Of dat haalbaar is moet blijken. Daartoe zijn aan weerszijden concessies en de-escalatie nodig. De Palestijnen (Hamas) dienen Israël te erkennen en Israël dient te stoppen met de nederzettingenpolitiek en zich bereid te verklaren gebied met de Palestijnen te delen.
Ik hoor ook wel eens zeggen dat Israël veel meer gebaat zou zijn bij een status quo. Zit daar wat in?
“De status quo lijkt mij onhoudbaar en onwenselijk. Slecht voor de Palestijnen en slecht voor het moreel van Israël dat als bezetter steeds meer gecorrumpeerd raakt.
Nederland was aanvankelijk vrij solidair met Israël maar na verloop van tijd ontstonden er zoals u schrijft “wat scheurtjes”. Hoe zou u de relatie Nederland-Israël omschrijven? En hoe kijkt men in Israël eigenlijk naar Nederland?

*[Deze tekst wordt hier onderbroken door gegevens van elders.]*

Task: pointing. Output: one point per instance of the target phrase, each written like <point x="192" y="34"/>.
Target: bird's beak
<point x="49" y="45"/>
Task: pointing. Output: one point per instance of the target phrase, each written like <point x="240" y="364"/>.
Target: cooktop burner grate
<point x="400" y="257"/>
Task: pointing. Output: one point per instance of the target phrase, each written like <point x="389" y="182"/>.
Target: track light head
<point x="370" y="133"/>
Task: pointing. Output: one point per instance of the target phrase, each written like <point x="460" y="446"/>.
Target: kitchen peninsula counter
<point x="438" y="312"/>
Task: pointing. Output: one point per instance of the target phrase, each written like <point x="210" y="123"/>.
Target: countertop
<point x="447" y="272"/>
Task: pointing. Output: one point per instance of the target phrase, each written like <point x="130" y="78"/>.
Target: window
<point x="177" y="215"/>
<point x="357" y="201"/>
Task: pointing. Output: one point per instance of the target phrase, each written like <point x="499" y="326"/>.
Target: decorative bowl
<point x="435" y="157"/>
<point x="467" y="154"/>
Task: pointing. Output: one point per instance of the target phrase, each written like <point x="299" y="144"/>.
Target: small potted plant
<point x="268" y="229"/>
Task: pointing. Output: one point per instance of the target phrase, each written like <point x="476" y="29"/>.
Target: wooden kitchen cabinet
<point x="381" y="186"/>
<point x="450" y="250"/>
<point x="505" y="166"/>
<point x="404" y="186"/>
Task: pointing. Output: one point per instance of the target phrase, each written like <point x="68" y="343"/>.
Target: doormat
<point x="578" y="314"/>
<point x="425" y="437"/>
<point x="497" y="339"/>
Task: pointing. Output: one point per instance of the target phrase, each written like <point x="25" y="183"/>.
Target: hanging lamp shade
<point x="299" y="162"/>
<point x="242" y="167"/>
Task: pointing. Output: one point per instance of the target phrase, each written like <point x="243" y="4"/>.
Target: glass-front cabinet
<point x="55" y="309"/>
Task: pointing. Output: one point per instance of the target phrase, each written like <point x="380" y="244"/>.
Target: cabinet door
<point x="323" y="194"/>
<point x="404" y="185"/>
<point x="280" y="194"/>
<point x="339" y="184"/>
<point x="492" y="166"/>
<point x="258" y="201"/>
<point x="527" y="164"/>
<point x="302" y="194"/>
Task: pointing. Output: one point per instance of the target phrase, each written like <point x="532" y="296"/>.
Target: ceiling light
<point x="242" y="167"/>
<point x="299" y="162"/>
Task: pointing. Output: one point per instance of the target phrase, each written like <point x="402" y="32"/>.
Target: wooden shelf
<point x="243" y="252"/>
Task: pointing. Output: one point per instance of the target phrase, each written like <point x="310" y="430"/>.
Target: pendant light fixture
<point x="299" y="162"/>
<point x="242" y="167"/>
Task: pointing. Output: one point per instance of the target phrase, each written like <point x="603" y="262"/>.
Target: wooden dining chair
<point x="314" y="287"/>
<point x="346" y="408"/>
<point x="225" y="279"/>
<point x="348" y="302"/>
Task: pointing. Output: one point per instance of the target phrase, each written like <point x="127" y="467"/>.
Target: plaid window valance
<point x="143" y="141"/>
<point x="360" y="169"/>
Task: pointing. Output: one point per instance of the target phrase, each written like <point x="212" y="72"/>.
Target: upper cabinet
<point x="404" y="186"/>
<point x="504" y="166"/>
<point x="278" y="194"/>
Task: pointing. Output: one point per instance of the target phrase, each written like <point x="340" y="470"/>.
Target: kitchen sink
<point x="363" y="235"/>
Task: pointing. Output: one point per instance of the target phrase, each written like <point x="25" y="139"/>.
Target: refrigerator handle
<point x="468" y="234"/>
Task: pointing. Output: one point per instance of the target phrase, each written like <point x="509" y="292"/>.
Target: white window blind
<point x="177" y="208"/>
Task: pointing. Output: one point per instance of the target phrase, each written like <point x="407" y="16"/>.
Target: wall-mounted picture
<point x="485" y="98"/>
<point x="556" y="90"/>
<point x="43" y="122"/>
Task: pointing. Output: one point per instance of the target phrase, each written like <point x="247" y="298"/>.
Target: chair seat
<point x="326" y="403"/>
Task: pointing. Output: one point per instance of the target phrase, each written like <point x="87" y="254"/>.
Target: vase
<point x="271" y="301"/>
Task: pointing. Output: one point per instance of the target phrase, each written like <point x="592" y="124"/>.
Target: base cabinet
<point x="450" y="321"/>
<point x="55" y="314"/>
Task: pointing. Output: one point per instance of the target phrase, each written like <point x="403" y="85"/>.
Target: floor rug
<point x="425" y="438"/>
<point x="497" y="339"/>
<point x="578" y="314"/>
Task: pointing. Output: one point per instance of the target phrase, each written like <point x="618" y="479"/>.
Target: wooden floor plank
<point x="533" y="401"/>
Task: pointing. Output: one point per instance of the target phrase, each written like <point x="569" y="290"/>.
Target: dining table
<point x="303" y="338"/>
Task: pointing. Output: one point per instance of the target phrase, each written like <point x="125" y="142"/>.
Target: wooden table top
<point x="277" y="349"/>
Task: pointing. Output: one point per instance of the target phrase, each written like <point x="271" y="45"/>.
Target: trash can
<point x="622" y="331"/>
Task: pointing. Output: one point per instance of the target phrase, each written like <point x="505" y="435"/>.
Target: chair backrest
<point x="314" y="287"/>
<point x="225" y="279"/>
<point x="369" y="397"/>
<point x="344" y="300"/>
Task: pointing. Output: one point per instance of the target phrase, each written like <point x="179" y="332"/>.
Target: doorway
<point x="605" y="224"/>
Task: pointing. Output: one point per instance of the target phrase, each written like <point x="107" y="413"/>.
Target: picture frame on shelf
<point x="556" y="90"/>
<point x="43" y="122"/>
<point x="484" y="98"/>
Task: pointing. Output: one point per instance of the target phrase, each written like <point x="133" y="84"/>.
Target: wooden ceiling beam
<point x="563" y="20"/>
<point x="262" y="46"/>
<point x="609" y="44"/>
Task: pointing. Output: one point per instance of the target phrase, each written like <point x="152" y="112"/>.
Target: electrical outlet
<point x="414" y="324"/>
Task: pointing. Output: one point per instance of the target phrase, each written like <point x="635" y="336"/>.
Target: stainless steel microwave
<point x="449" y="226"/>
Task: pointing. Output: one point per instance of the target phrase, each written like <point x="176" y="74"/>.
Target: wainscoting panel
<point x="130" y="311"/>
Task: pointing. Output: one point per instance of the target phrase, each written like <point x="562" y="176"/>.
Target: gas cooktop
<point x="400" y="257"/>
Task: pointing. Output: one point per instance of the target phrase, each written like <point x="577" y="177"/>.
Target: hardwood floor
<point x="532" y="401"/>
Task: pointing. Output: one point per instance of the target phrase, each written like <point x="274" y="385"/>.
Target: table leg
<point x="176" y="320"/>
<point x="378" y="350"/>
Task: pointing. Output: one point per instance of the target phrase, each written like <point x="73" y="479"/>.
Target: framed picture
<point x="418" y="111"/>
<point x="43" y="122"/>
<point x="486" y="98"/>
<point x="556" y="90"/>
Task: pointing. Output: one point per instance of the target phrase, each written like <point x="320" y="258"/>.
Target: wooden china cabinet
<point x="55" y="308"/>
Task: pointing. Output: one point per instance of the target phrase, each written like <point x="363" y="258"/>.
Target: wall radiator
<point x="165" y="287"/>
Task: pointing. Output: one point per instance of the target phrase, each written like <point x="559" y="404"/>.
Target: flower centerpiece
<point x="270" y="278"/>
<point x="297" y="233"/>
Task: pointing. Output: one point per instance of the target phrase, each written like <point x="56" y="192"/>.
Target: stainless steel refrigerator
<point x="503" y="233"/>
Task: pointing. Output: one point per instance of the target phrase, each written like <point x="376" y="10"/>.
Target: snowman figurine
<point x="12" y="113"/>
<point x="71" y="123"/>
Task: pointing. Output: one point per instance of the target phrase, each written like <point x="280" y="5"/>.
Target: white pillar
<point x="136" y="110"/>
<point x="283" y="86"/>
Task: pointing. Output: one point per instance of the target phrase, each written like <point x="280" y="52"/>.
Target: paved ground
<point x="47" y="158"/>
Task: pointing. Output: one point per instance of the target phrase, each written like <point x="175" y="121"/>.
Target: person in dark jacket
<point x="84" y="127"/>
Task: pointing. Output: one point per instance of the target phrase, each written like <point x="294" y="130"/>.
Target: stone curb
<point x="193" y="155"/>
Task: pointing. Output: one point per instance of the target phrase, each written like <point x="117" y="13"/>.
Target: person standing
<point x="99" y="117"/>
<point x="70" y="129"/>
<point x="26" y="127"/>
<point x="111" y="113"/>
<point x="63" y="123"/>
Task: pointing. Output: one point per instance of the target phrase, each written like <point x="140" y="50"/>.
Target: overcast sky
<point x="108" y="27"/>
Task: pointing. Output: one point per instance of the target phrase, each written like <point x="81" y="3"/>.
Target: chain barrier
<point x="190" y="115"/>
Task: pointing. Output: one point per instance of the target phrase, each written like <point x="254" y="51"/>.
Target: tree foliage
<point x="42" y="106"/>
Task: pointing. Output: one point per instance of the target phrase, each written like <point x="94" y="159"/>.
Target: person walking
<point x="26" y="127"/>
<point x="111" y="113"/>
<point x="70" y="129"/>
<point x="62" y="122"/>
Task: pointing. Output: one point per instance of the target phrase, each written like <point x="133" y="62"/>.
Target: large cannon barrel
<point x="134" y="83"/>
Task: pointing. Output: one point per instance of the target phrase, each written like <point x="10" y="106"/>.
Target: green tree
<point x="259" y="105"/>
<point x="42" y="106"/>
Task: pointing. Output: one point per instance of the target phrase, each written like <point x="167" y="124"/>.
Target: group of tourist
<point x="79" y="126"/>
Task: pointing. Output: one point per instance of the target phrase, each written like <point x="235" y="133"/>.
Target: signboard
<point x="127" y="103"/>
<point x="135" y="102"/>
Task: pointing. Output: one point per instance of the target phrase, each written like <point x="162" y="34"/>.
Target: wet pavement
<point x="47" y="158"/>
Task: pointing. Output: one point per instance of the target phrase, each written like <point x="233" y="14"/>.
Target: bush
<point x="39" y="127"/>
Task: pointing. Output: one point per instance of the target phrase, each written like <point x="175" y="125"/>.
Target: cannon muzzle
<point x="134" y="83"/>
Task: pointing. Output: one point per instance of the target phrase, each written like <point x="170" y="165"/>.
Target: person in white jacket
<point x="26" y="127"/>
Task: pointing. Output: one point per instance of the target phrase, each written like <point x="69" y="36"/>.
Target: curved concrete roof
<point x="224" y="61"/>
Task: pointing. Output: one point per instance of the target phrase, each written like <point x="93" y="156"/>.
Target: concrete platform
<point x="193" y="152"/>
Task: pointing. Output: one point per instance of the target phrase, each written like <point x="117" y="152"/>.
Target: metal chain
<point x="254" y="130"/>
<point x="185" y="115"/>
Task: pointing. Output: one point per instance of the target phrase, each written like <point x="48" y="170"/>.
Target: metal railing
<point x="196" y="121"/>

“Ook in Nederland is ten opzichte van het Israël van voor 1967 de vriendschap en steun geërodeerd. Toch staat Nederland in Israël nog steeds bekend als een trouwe vriend en bondgenoot. De overwinning in 1967 heeft van David een Goliat gemaakt. Niet Israël bleek de zwakkere partij, maar de buren. Sympathie gaat menselijkerwijze doorgaans uit naar de zwakkere. Dat zijn sinds 1967 de Palestijnen. Maar het is te kort door de bocht om te stellen dat in een conflict per definitie de zwakkere partij het gelijk aan de zijde heeft.
Hoe heeft de relatie tussen de Verenigde Staten en Israël zich sinds het einde van de Tweede Wereldoorlog ontwikkeld? En hoe belangrijk is die relatie?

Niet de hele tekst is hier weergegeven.